The Senate President said the poorest of the poor have not been sufficiently captured by the programme.

“We believe that when we work together, the Executive side of government and the National Assembly as representatives of the people, we will be able to reach much more of these people who are in serious distress even before the Coronavirus.

“Now with Coronavirus, they need our attention more than ever before. The time has come that we review the ways and manner we use to deliver the services under the SIP to Nigerians.

“We need to be better in terms of strategy for delivery and definitely, what we have been doing in the past cannot deliver exactly what will solve the challenges of the most ordinary and most vulnerable Nigerians.

“So we need to put on our thinking cap and work out some strategies on how to identify the poorest persons in Nigeria. I think we have not been able to reach far out there to get them properly captured,” Lawan said. 

In his comments, the Speaker of the House of Representatives, Femi Gbajabiamila reminded the minister that she is presently in the eye of the storm and Nigerians are watching how she goes about reaching out  to the most vulnerable section of the society.

“Your job right now, is probably the most important as we speak, because you are saddled with the responsibility of alleviating ‘poverty’ or the hardship, due to no fault of anyone, being thrust upon Nigerians, and I know that you came into a system, or you met a system that has nothing to do with you, but what we will be asking you to do is for you to change that system”.

“When you walk into a system, no system is 100 perfect. The word reform is something we use all the time, and this is the one time when that word reform must be used in the truest sense of that word”.

“The questions are going to be asked, how do you come about your list, how comprehensive is your distribution list? What are the parameters? What is the geographical spread? So these are tough questions that are going to be asked but I want you to look at them as frank questions that we need to ask”.

“If you really want to define the meaning of representation, if that was being practiced in the real meaning of representation, then we shouldn’t be here. Because all the questions we want to ask, we should already have the answers.
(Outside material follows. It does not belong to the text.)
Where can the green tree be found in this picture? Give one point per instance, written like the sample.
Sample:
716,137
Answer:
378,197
We should be providing those answers to the Nigerian people we represent”.

“But if they ask me, as the speaker of the House, or ask the Senate President or any of my colleagues here, we are going to be struggling for answers. If we were really representing, then we will not need to ask because we will have the answers,” Gbajabiamila said.

The Speaker informed the minister that relevant Committees in the House have been complaining bitterly even before the Minister took over the scheme about the inability to access information about the scheme.

Gbajabiamila likened Nigeria’s SIP to the Unemployment Insurance Act in the UK and the Social Security Act in the US.

“There is a lot of take away from this COVID-19. One of them is the International Best Practices. My point is that these things are backed by law. They are codified by the legislature so that these issues and these questions will not arise,” he said.

The Speaker urged the minister to talk with the relevant Committees and the National Assembly leadership on the best way to codify the scheme.

In her response, the minister said the SIP was moved to her ministry for “sustainability and institutionalisation,”

“I am very pleased to hear that we are going to work together to see that we give a legal backing to this programme because that is the only way to go,” the minister said.